I’m not a hyper-individualist any more. I acknowledge the need for social support, how poor relationships and a bad financial state can impact mental health. I don’t really blame individuals for believing mental health is some thing that you have to buy a subscription to, because it’s a part of our nasty culture. I’m not saying it’s your fault, if you’ve been fooled, but you are the one most likely to get you out of it. Genuine social support is sadly not some thing to expect in a society where our competitive and stressful culture atomizes us. The people who do care are likely to be folks who are the most stressed, and won’t always have the energy to support all of their friends and family. Also, you can’t really give some one lasting mental health any more than you can sell it to some one, unless you count giving some one a book demonstrating a life style that is more conducive to mental health. Mental health has to come from a place we can control, which is often times only a place within our selves. Much of our suffering comes from letting out side forces shape our perception and our expectations, loading them with contradictions, values that are counter to our needs, prejudices that fill us with meaningless stress. Three simple take-aways from Stoicism (that need to be studied, not just read as three simple take-aways! This is an advertisement, not a lesson) are these:

-Figure out what you can and can not control, and stop trying to control what you can not control (many important projects can only be tackled one tiny step at a time; this tenet has been borrowed by a lot of Western traditions, and is also present in at least Eastern and African traditions as well).

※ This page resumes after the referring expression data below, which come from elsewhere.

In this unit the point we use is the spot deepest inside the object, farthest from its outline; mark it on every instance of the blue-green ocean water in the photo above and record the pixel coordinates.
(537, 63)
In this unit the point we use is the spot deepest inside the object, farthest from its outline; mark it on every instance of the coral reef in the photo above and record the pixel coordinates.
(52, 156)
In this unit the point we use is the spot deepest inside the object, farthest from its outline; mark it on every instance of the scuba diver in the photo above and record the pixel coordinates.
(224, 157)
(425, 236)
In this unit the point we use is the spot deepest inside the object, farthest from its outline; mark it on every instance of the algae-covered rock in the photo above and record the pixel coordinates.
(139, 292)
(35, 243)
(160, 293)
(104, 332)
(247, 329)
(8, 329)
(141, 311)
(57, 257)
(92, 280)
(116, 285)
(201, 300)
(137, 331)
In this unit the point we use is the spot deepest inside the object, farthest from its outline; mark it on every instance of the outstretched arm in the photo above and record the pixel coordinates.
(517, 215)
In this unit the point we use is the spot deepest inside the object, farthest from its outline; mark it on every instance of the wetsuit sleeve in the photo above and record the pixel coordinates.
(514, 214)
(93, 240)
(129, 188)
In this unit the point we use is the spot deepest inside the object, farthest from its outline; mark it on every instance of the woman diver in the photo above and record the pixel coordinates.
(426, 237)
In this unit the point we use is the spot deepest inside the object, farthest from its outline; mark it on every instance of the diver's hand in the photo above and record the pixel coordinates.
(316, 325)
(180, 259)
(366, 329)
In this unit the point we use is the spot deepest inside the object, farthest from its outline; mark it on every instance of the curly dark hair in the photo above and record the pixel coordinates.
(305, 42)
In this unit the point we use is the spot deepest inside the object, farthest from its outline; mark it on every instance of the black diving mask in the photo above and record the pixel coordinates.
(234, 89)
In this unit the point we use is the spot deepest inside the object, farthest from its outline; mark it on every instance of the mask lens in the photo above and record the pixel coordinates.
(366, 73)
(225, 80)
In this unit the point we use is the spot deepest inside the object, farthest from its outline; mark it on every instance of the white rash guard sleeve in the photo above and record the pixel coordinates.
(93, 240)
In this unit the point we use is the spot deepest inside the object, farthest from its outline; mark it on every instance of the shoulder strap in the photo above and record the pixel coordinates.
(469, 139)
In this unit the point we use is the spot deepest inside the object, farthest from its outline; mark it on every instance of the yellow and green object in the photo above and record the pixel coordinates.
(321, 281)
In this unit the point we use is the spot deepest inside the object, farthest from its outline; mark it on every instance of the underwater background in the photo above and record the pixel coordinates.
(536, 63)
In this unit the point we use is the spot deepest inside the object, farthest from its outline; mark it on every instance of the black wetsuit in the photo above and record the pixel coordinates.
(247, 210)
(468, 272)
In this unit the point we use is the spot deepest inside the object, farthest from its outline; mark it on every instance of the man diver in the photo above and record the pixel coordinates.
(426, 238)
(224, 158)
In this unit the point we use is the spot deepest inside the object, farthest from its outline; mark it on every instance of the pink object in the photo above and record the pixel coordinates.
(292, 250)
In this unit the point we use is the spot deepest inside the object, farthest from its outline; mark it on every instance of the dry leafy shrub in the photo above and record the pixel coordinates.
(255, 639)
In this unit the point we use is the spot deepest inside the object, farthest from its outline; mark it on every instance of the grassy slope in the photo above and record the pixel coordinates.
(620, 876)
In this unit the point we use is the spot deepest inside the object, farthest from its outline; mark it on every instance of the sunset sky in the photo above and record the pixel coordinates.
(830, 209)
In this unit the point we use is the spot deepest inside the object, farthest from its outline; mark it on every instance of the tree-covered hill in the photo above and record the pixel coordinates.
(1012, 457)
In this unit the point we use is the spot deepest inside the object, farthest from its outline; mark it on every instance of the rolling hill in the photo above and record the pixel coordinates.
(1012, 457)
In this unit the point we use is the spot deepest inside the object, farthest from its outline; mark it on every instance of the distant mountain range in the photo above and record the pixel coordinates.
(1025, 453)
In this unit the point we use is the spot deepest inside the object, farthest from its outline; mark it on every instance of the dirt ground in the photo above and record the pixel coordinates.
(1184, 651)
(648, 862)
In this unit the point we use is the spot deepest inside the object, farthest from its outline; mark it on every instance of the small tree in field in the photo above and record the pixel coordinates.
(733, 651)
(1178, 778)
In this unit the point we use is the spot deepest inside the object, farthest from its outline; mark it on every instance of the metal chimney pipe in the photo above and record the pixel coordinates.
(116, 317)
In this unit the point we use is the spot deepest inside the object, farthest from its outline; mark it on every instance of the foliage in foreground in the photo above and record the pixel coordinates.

-Contrast your immediate perspectives with an ‘observation from the perspective of the universe’, or ‘view from above’. In other words, put your situation in cultural context, in national context, in global context, in universal context. This not only helps minimize the urgency of your situation, but also helps you to see how most things are determined by out side forces and are not your fault.

-Stoicism is some thing you are, some thing you do every day, like eating and sleeping. It is not a treatment, not a reaction to suffering; it is a way of life.

-All things are transient, changing, finite. Do not take the ‘constants’ in your life for granted. Cherish them, and take for granted that they will all be lost some day. Discover what it means to care about people, to want to love people, not limiting your expectations of love and care to any specific individuals. All people have things in common. Discover what you are without your possessions, without your relationships. Our environments make us, but we continue to exist when removed from them. What core values remain when our out side influences are minimized?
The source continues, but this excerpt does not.